Compression questions

I have a few questions regarding Kopia compression, which I cannot find in the documentation:

  1. I have enabled the compression policy a few days after my first snapshot. Did Kopia delete all uncompressed data and reuploaded them compressed? Or is it waiting for a change in a file before uploading the new version in compressed form?
  2. How can I check how much am I saving with compression? I have tried with a new folder (to avoid any issues related to question 1), and when creating the snapshot it says “10 hashed (1.4 GB), 8 uploaded (90.6 MB), estimated 1.4 GB”. I assume it means that the total 1.4gb snapshot got compressed to 90mb (amazing!), but when listing snapshots it still says that the snapshot is 1.4gb big. Is there a way to get more infos about this for a given snapshot?
  3. What is the unit for the min/max file size compression policy? Bytes? What are the tradeoffs for lowering the minimum? I imagine a 2-3 megabytes could be an appropriate value, but I don’t have many clues. What would be some use cases for the max file size?

Thanks in advance for your time and for the attention, and pardon me for the newbie questions.

I don’ think, that Kopia will change any blob, after you enabled compression. When you think about that, it makes sense… since multiple clients could use the same repo and some of them might use compression and some not. Better to setup the repo and first of all set all the policies you want…

So, I have checked the documentation and I couldn’t find any way to force kopia to replace every blob with an encrypted one. If you’re connecting to a local repo, you can set the global policy to perform compression, before creating your first snapshot.

However, if your’re connectig to a Kopia server, then things are a bit different, since the local Kopia instance is not able to read the global policy and thus you will have to run a snapshot and immediately stop it again. Then you can setup the policy for that target to perform e.g. compression. There is a Github issue open for this bug.

But what happens if I

  1. Create uncompressed snapshot, and retained 4 versions.
  2. Enable compression and expire all 3 older versions. So there is still 1 uncompressed version.
  3. Keep creating new versions naturally.

Will the blobs in the new versions be compressed, like per-blob basis?

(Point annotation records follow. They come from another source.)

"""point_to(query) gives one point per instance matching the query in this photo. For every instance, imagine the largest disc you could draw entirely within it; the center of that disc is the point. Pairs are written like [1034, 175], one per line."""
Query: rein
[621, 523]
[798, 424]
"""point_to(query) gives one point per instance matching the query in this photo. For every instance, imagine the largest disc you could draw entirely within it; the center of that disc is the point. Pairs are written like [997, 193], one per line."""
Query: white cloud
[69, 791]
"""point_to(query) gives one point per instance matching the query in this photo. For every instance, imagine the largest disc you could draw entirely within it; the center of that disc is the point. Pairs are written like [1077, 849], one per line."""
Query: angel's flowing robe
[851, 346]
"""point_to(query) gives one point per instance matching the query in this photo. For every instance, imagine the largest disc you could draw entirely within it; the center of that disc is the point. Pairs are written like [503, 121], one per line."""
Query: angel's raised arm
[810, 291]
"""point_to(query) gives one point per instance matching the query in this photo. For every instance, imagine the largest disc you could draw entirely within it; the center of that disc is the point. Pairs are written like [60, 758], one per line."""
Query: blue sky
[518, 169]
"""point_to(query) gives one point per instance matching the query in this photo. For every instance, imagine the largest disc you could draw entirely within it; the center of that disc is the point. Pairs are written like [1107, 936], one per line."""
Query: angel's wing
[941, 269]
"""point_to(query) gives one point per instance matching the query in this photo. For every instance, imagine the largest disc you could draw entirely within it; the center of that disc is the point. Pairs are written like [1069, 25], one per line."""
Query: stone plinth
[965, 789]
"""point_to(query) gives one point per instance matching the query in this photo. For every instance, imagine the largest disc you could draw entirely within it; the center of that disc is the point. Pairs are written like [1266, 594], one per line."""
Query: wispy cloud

At least, this is what I’d expect to happen. Since Kopia is a non-persistent process - Kopia server excluded of course, Kopia will read the policy all over, when it performs a snapshot. However, I’d also expect Kopia in server mode checking the policy when performing a snapshot.

I do have two Kopie repos - one on a NVMe USB3 drive and one served by a Kopia server on my network. Since the local Kopia instance running agains a local filesystem repo will honor the global policy I am pretty sure that the configured ztsd compression is in place, since it shrinked my 768G down to 466G.

When I configured my remote repo, I first started a regular snapshot which I immediately canceled again, to be able to set a policy for that one and afterwards I had Kopia perform a snapshot with zsdt enabled, which resulted in almost the same size on my remote storage. It should have been way more, if compression would not have been performed.

Ok, thanks. If I understand it well, as long as a file is not modified, Kopia will not compress it, right?
Do you have any insight about question 2 and 3?

I don’t know, what you mean by “uncompressed snapshot”… sure, you can change your compression settings, but Kopia will of course refuse to upload any data, which is already in the repo and in active use. Performing a new snapshot will only upload changed data and will “link” the existing blobs in. However, these blobs are still uncompressed and they will stay that way.

As long as you don’t have a massive turnover of data each day, you will likely never replace these uncompressed ones. If we’re talking about just a few GB, than it’s surely way easier to re-setup your repo, perform a very small snapshot, so you can create your compression policy and then perform a regular initial snapshot of all the data.